Scully A D, Ostler R B, MacRobert A J, Parker A W, de Lara C, O'Neill P, Phillips D
Department of Chemistry, Imperial College of Science, Medicine and Technology, London, UK.
Photochem Photobiol. 1998 Aug;68(2):199-204.

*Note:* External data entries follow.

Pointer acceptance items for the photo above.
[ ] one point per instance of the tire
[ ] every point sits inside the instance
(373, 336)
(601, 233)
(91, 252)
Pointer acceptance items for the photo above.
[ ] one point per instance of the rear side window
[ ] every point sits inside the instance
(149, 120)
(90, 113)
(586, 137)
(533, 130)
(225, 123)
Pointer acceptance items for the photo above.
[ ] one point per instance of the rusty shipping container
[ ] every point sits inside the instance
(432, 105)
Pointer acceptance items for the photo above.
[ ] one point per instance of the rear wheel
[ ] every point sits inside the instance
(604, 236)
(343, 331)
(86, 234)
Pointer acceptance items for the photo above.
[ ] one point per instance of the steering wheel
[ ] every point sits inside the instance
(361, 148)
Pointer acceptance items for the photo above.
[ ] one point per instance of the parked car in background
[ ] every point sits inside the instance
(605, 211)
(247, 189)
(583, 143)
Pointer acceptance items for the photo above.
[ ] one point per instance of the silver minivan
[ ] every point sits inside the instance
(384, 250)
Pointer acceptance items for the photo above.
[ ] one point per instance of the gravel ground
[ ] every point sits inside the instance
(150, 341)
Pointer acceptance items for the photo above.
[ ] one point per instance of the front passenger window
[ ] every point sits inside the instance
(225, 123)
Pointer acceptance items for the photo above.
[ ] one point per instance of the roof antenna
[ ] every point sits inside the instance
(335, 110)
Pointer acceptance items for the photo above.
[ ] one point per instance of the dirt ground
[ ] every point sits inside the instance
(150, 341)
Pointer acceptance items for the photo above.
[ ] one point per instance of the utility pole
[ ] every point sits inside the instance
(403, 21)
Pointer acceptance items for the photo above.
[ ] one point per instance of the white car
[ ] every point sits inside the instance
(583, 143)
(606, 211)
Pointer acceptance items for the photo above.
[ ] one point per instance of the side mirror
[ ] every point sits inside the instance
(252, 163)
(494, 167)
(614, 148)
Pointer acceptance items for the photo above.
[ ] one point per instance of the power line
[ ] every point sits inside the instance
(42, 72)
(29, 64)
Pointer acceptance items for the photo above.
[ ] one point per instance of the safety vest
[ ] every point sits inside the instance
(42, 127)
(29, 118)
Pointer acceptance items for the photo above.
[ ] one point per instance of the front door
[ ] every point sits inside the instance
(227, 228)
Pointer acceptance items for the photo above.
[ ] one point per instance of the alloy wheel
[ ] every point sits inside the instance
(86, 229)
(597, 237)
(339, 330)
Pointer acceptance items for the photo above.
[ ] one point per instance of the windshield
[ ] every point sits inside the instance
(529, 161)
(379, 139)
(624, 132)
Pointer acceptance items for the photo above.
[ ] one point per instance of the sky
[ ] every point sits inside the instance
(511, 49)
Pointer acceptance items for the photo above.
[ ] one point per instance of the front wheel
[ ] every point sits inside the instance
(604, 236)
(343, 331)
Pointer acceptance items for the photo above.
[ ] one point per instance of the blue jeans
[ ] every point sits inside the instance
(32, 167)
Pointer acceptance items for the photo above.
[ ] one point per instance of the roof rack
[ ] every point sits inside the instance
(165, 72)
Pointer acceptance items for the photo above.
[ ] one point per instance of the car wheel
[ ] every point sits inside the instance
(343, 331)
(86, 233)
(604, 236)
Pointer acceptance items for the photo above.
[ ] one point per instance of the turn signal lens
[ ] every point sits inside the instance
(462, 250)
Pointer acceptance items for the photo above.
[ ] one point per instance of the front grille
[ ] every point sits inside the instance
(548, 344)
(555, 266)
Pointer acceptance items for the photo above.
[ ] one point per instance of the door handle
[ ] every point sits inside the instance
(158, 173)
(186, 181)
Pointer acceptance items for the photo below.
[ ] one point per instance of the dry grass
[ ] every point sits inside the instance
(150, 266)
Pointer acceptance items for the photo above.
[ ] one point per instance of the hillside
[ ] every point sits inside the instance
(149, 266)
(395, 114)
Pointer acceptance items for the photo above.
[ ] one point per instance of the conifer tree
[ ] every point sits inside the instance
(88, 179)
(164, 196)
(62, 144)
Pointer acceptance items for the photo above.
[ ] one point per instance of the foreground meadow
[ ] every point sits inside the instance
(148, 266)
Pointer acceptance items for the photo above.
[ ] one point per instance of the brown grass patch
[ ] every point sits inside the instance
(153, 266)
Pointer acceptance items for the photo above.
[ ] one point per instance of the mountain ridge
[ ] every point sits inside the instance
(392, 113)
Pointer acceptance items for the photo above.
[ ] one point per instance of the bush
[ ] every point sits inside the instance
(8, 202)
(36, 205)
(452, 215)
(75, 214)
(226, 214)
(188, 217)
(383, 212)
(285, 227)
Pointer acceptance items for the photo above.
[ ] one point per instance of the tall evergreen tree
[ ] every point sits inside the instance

Confocal fluorescence microscopy, using a newly constructed laser line-scanning confocal microscope, was applied to an investigation of the early stages of photoinduced destruction of V79-4 Chinese hamster fibroblasts using aluminum and zinc phthalocyanines as photosensitizers. Results obtained in this work show that aluminum and zinc phthalocyanines, once internalized, localize in perinuclear sites that are disrupted upon light exposure resulting in fluorescence redistribution. The combination of laser-line scanning with charge-coupled device detection used in the confocal microscope developed in this work can enable rapid high-resolution sequential imaging, which is ideal for studying photoinduced intracellular fluorescence dynamics.
利用新构建的激光线扫描共聚焦显微镜进行的共聚焦荧光显微镜检查,被应用于研究以铝酞菁和锌酞菁作为光敏剂对V79-4中国仓鼠成纤维细胞进行光诱导破坏的早期阶段。这项工作获得的结果表明,铝酞菁和锌酞菁一旦被内化,就会定位于核周部位,这些部位在光照后会被破坏,导致荧光重新分布。在这项工作中开发的共聚焦显微镜中使用的激光线扫描与电荷耦合器件检测相结合,能够实现快速高分辨率的序列成像,这对于研究光诱导的细胞内荧光动力学非常理想。